Drifting Off on a Branch (Pt. 2)
See
Nila Phul
If you’re reading this letter,
Then congratulations:
The land you stand on has officially been reset. Wiped out.
Would you believe me if I said that the greed of human beings grew so catastrophic that it erupted out of their bodies because their bodies could no longer house it? These green-eyed, insatiable voids consumed everything until they had nothing left to consume but each other. And they did. Bit by bit they consumed every traceable aspect of humanness.
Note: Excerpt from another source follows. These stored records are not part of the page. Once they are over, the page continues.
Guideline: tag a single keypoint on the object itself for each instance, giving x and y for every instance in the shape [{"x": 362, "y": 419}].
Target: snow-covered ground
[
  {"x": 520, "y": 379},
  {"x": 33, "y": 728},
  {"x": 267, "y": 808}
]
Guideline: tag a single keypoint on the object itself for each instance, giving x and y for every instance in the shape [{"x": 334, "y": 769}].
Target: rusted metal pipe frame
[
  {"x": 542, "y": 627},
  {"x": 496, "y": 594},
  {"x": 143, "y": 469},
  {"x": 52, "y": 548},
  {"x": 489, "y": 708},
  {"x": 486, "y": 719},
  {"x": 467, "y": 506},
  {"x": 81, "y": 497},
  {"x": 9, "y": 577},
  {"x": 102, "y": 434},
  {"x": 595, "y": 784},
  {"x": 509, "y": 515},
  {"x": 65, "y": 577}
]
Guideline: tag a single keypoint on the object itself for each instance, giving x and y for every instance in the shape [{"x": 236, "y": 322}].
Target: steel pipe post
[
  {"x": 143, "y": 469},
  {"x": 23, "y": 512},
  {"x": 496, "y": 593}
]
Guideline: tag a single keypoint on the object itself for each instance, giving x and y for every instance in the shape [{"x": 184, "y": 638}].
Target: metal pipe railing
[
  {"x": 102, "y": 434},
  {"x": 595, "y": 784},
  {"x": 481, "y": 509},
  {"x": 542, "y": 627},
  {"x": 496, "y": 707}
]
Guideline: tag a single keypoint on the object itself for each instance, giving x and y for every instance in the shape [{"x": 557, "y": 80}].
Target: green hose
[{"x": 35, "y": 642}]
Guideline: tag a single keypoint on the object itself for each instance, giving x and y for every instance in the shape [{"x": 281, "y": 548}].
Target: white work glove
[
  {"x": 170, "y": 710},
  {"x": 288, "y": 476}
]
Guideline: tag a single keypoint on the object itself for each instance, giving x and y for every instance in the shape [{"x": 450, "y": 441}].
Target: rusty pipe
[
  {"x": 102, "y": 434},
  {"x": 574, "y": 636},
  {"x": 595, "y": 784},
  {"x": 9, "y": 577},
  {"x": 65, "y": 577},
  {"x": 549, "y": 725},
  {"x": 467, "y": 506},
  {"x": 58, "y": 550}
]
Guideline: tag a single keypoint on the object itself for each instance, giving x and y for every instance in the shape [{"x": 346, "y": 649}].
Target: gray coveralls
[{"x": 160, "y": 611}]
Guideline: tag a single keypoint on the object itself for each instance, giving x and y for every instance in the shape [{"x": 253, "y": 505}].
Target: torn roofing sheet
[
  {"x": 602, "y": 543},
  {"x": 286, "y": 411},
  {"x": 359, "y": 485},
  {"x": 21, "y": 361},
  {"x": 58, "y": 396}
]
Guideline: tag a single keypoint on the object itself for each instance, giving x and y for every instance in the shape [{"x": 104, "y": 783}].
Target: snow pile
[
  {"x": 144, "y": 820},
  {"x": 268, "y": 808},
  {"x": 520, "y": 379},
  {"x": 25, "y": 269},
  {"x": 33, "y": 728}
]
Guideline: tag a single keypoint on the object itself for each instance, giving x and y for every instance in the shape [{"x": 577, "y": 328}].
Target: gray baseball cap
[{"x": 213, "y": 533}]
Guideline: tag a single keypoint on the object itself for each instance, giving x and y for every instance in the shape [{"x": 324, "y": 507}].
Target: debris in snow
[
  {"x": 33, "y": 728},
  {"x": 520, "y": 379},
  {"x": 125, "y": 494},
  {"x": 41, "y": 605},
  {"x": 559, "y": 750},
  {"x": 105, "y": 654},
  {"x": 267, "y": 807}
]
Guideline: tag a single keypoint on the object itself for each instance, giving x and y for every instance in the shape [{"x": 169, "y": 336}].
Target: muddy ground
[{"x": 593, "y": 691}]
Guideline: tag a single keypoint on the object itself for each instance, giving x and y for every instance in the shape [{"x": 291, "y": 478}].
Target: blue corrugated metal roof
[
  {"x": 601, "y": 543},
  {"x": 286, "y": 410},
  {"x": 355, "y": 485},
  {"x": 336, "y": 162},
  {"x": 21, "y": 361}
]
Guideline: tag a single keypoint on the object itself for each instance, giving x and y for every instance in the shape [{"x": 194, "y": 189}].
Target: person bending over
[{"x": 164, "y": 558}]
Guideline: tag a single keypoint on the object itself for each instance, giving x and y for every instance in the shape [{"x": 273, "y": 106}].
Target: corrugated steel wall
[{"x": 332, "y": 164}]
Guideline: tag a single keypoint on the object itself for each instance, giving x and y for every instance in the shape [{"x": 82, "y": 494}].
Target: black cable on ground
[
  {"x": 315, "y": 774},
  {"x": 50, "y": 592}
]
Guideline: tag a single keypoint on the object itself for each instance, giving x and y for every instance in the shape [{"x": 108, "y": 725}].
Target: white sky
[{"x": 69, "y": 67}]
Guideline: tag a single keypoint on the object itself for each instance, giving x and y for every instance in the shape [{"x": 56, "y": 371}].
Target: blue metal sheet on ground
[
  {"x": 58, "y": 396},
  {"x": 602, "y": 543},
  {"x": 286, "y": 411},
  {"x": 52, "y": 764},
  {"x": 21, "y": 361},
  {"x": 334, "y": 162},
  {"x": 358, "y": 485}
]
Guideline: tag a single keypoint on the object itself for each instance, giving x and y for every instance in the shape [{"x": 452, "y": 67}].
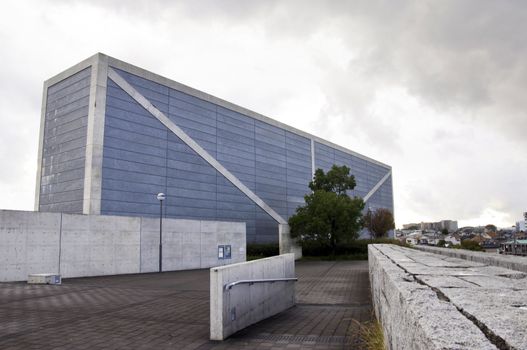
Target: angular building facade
[{"x": 113, "y": 135}]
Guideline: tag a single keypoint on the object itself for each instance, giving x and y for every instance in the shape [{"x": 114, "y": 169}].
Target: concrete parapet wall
[
  {"x": 431, "y": 301},
  {"x": 518, "y": 263},
  {"x": 245, "y": 304},
  {"x": 412, "y": 314},
  {"x": 95, "y": 245}
]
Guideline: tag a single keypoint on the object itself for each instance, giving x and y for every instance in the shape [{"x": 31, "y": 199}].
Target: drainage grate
[{"x": 320, "y": 339}]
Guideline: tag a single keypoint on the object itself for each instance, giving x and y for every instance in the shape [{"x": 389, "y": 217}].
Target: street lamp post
[{"x": 161, "y": 197}]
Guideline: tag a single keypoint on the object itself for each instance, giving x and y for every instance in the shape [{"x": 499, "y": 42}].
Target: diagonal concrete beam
[
  {"x": 146, "y": 104},
  {"x": 376, "y": 187}
]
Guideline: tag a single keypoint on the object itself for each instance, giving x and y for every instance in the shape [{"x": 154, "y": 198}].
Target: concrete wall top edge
[
  {"x": 236, "y": 224},
  {"x": 290, "y": 256},
  {"x": 143, "y": 73}
]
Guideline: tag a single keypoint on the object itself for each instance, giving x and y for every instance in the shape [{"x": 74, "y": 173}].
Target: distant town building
[
  {"x": 450, "y": 225},
  {"x": 521, "y": 225}
]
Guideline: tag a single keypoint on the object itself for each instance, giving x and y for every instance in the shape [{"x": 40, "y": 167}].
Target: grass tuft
[{"x": 370, "y": 334}]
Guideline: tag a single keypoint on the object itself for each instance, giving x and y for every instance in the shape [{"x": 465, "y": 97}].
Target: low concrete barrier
[
  {"x": 95, "y": 245},
  {"x": 234, "y": 309},
  {"x": 413, "y": 315},
  {"x": 518, "y": 263}
]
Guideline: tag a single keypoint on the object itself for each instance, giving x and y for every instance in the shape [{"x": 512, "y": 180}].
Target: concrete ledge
[
  {"x": 245, "y": 304},
  {"x": 432, "y": 301},
  {"x": 412, "y": 314},
  {"x": 518, "y": 263}
]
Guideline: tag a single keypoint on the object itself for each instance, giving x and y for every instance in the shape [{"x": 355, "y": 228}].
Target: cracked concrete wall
[
  {"x": 428, "y": 301},
  {"x": 517, "y": 263}
]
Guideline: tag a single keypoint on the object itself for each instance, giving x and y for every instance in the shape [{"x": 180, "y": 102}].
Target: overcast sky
[{"x": 436, "y": 89}]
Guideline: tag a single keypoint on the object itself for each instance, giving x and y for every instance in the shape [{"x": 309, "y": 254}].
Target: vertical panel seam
[{"x": 60, "y": 241}]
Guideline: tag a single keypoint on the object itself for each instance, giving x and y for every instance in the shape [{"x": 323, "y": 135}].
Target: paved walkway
[{"x": 171, "y": 311}]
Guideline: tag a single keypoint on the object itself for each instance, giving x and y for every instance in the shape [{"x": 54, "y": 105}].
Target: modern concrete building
[{"x": 113, "y": 135}]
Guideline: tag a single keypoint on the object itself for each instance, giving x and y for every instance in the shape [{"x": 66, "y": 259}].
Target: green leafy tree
[
  {"x": 329, "y": 216},
  {"x": 379, "y": 222}
]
So here we are, a clean slate.
Perhaps we should rejoice. Here now lies a world without: Several different kinds of the same shoes that people rage war for; Various fashion molds to assimilate into; Blueberries the size of grapefruits; “Anointed” leaders and human symbols; Businesses with agendas that stretch from teaching the youth everything but how to navigate being young and making tools and cogs out of adults; The glamours of hierarchies: where being a cog of a decorated and accoladed machine is celebrated; Competition; The worst faith of all: capital. Where you surrender to the green product and damage the source; Taxes
However, we’ve also wiped out joy. Resistant joy. The joy you search for and find in the midst of chaos and tragedy. The joy you have to hold a hand of another breaking heart to feel. The joy of not being alone. The joy of finding constellations on the Earth we’ve forsaken. The joy of being under the moon with someone you love. The joy of watching a young woman ask an older woman she doesn’t know about avocados. The joy of watching her be mothered. The joy of listening to music that expresses every one of your intersecting wounds. The joy of art. The joy of creating art that serves as proof that you haven’t been numbed.
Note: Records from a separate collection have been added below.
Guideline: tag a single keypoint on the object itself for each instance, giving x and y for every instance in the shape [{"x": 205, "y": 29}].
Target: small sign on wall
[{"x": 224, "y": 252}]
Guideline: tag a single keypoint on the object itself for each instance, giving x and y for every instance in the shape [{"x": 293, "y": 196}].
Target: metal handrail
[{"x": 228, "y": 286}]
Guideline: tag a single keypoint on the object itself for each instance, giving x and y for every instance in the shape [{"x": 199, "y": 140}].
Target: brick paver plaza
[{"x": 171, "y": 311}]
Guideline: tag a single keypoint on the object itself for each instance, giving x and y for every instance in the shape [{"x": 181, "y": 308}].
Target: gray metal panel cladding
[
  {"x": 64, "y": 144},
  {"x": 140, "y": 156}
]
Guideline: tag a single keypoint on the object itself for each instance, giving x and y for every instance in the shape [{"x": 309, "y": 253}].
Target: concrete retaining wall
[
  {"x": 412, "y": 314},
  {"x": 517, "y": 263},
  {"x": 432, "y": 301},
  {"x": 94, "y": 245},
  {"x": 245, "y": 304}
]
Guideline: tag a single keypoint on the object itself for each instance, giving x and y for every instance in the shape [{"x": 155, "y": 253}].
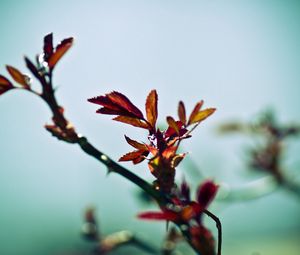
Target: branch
[{"x": 219, "y": 227}]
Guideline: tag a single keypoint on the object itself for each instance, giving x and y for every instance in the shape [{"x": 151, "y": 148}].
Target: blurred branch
[
  {"x": 63, "y": 129},
  {"x": 266, "y": 158}
]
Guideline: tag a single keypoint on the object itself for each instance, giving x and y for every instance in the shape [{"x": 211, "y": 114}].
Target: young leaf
[
  {"x": 18, "y": 76},
  {"x": 177, "y": 159},
  {"x": 32, "y": 68},
  {"x": 131, "y": 155},
  {"x": 132, "y": 121},
  {"x": 60, "y": 50},
  {"x": 173, "y": 124},
  {"x": 151, "y": 108},
  {"x": 136, "y": 144},
  {"x": 202, "y": 115},
  {"x": 206, "y": 193},
  {"x": 5, "y": 84},
  {"x": 181, "y": 112},
  {"x": 194, "y": 112},
  {"x": 166, "y": 215},
  {"x": 48, "y": 46},
  {"x": 124, "y": 103}
]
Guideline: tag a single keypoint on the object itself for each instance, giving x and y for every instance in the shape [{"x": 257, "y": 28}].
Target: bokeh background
[{"x": 239, "y": 56}]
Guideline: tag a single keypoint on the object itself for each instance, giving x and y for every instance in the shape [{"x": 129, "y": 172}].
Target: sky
[{"x": 241, "y": 57}]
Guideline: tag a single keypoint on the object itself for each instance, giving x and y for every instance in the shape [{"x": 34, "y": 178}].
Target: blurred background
[{"x": 239, "y": 56}]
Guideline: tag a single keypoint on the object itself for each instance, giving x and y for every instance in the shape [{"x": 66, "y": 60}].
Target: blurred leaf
[{"x": 165, "y": 215}]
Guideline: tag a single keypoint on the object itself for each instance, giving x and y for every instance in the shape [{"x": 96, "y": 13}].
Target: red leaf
[
  {"x": 166, "y": 215},
  {"x": 181, "y": 112},
  {"x": 136, "y": 144},
  {"x": 169, "y": 152},
  {"x": 108, "y": 111},
  {"x": 131, "y": 155},
  {"x": 202, "y": 115},
  {"x": 177, "y": 159},
  {"x": 206, "y": 193},
  {"x": 173, "y": 124},
  {"x": 124, "y": 103},
  {"x": 48, "y": 46},
  {"x": 32, "y": 68},
  {"x": 104, "y": 101},
  {"x": 5, "y": 85},
  {"x": 60, "y": 50},
  {"x": 132, "y": 121},
  {"x": 151, "y": 108},
  {"x": 4, "y": 82},
  {"x": 20, "y": 78},
  {"x": 185, "y": 190},
  {"x": 195, "y": 111}
]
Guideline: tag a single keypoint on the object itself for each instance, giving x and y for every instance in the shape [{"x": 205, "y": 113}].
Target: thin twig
[{"x": 219, "y": 227}]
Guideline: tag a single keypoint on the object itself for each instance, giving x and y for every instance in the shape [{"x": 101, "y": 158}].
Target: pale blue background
[{"x": 239, "y": 56}]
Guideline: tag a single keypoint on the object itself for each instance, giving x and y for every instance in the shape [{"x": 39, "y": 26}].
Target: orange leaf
[
  {"x": 151, "y": 108},
  {"x": 131, "y": 155},
  {"x": 5, "y": 84},
  {"x": 61, "y": 49},
  {"x": 181, "y": 112},
  {"x": 202, "y": 115},
  {"x": 194, "y": 112},
  {"x": 165, "y": 215},
  {"x": 48, "y": 46},
  {"x": 124, "y": 103},
  {"x": 169, "y": 152},
  {"x": 132, "y": 121},
  {"x": 136, "y": 144},
  {"x": 177, "y": 159},
  {"x": 18, "y": 76},
  {"x": 173, "y": 124}
]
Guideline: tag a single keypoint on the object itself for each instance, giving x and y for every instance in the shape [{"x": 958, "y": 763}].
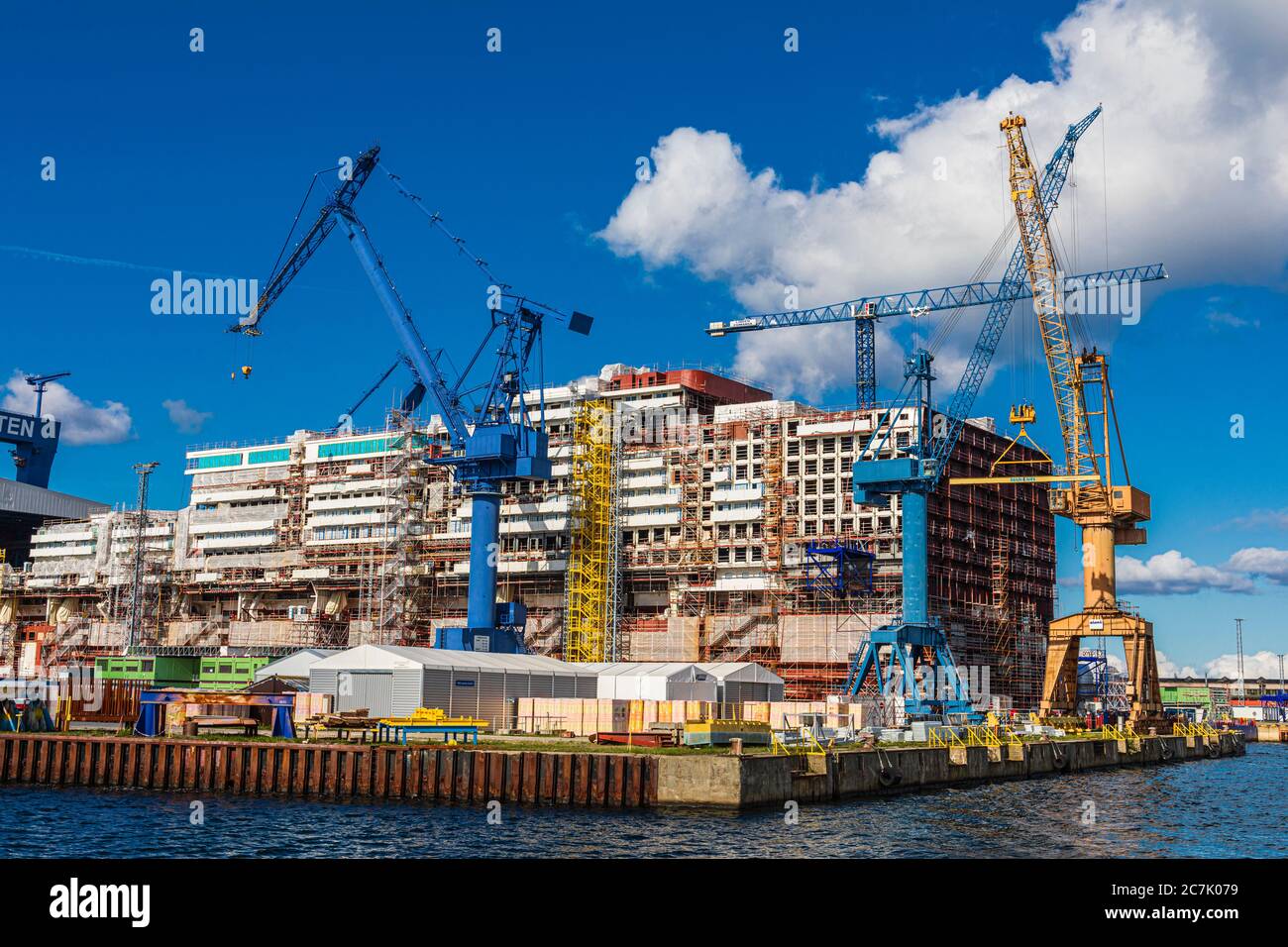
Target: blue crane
[
  {"x": 34, "y": 437},
  {"x": 864, "y": 311},
  {"x": 917, "y": 639},
  {"x": 494, "y": 434}
]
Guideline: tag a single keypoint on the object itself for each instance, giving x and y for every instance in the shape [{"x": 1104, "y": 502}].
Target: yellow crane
[{"x": 1109, "y": 514}]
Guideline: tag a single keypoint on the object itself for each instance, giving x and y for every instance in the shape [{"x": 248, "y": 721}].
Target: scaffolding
[{"x": 591, "y": 573}]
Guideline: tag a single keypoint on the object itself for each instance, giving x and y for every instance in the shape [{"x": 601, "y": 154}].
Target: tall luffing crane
[
  {"x": 494, "y": 434},
  {"x": 917, "y": 643},
  {"x": 1108, "y": 513},
  {"x": 866, "y": 311}
]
If so much joy can come from a foundation of corruption, I wonder how much joy can come from a clean slate.
Can we even conceptualize the kind of joy that you don’t have to knead out of pain? The kind of joy that bursts out of our skin and is present to simply be present?
All we have now are the generationally traumatized trees, water that holds a memory of pollution, and the air that we take for granted. Here now lies an authentic world. How will you show up? How will you knead joy?